Separately, Merck announced a $1 billion strategic partnership with Google Cloud aimed at deploying artificial intelligence across drug discovery, manufacturing, and clinical trial design. While the commercialization timeline for AI-assisted R&D remains long, the partnership signals that Merck is moving beyond skepticism about AI’s near-term utility in drug development — a common stance as recently as 2023.
Guidance Raised Despite the Charges
Despite reporting a GAAP loss, Merck’s management raised its full-year 2026 revenue guidance, a signal of operational confidence. While Merck’s official guidance range was not publicly detailed at time of writing, analyst consensus compiled by StockAnalysis projects full-year 2026 revenue of $67.4 billion, up approximately 3.6% from fiscal 2025. The forward earnings picture improves sharply once Q1’s one-time charges roll off: consensus calls for full-year 2026 EPS of $5.09, then a rebound to $9.81 per share in 2027 — a 93% increase — as the business normalizes.

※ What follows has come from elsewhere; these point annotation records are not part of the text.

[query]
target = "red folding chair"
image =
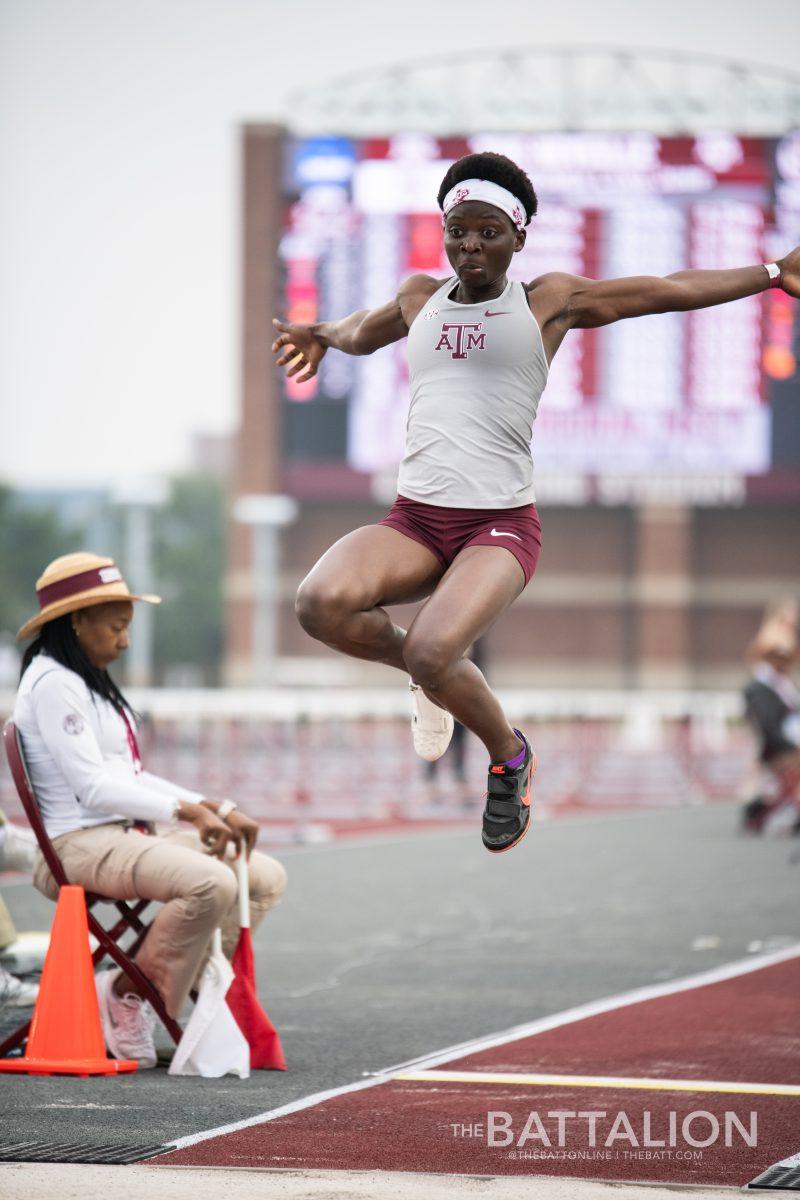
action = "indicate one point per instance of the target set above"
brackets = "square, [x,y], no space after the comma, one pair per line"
[130,915]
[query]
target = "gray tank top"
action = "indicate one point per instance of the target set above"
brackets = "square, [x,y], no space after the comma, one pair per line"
[476,372]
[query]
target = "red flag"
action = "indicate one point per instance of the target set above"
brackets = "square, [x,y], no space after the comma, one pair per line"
[265,1050]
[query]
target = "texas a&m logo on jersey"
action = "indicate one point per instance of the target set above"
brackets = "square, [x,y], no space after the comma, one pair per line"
[461,337]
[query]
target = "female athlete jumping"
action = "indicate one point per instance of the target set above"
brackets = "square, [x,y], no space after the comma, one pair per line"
[464,531]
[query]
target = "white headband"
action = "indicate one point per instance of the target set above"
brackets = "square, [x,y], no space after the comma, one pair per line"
[485,190]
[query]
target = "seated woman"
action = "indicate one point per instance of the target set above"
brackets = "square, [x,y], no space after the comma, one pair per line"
[100,805]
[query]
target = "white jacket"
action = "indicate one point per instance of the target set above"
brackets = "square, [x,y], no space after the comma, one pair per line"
[79,759]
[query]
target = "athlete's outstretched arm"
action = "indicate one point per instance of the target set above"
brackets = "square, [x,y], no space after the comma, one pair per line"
[302,347]
[576,303]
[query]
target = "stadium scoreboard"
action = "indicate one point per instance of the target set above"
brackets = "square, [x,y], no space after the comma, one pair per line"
[671,394]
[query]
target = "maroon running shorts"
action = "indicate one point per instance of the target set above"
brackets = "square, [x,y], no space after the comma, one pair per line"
[446,532]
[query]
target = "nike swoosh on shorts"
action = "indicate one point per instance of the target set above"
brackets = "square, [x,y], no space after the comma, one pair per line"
[504,533]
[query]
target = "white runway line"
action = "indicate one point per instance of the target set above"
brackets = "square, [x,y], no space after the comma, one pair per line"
[606,1081]
[651,991]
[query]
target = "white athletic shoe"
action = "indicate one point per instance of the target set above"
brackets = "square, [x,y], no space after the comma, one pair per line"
[17,847]
[432,726]
[16,993]
[127,1023]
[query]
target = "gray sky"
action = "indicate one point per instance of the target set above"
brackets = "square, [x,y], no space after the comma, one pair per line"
[119,189]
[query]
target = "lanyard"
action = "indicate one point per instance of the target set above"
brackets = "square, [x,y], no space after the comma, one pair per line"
[132,743]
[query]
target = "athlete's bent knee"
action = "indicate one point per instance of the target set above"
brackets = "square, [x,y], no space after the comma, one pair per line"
[427,661]
[322,607]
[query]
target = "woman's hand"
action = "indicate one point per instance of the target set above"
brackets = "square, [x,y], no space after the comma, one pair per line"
[791,273]
[214,833]
[245,828]
[298,349]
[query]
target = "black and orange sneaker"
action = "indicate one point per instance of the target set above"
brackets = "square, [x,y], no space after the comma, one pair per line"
[506,815]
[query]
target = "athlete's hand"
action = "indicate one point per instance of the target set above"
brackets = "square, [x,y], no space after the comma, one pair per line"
[791,273]
[298,349]
[245,827]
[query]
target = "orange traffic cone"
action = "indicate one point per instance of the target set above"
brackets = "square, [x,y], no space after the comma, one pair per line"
[66,1037]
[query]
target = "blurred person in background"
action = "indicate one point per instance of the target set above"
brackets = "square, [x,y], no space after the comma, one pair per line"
[773,708]
[14,993]
[463,533]
[100,805]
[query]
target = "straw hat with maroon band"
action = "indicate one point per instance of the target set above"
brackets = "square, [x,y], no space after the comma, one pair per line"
[78,581]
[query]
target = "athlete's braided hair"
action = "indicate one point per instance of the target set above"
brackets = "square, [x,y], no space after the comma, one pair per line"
[498,169]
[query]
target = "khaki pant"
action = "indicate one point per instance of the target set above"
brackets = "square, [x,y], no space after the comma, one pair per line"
[7,931]
[197,891]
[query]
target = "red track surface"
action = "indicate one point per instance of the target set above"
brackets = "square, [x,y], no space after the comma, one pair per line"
[740,1030]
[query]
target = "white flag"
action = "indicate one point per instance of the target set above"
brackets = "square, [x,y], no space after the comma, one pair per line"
[212,1043]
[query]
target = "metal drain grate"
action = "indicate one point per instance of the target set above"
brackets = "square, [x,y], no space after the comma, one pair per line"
[779,1176]
[119,1153]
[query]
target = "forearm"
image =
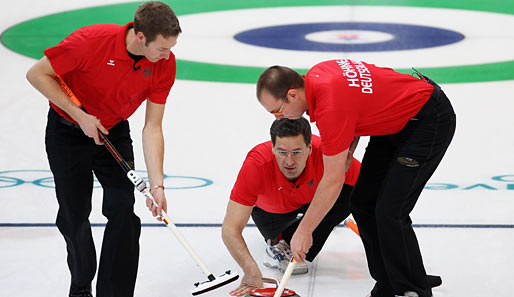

Stock Reaction and Analyst Sentiment
Merck shares fell 1.6% to close at $109.18 on April 30, with after-hours trading recovering slightly to $111.22, per StockAnalysis. The muted reaction — despite the headline loss — suggests the market had already priced in much of the acquisition-related charge. The stock remains roughly 4.8% ahead year-to-date, per Yahoo Finance.
Analyst sentiment is broadly constructive. Of 17 analysts tracked by StockAnalysis, the consensus rating is Buy, with 10 Buy or Strong Buy ratings and 7 Holds. The average price target stands at $125.59 — implying approximately 15% upside from the April 30 close — while UBS analyst Michael Yee recently raised his target from $130 to $145, citing confidence in Merck’s pipeline execution.
Merck also raised its quarterly dividend 4.9% to $0.85 per share ($3.40 annualized), maintaining a yield of approximately 3.1% — a meaningful income component for investors willing to look through near-term GAAP noise.
Bottom Line
Merck’s Q1 2026 results tell two parallel stories. The GAAP income statement shows a company in apparent distress — a $4.2 billion loss, a tripling of R&D expense, a dramatic reversal from a year-ago $5 billion profit. But beneath the charges, the operational picture is stable-to-positive: revenue growing 5%, Winrevair hitting its stride, Keytruda still driving oncology leadership, and management confident enough to raise the full-year bar. The Terns acquisition is a costly but deliberate bet on the post-Keytruda era. Whether that bet pays off will depend on whether the pipeline delivers — but the quarterly fundamentals, at least, are holding up.
Disclosure: This article was produced with AI assistance and reviewed before publication. It is for informational purposes only and is not investment advice.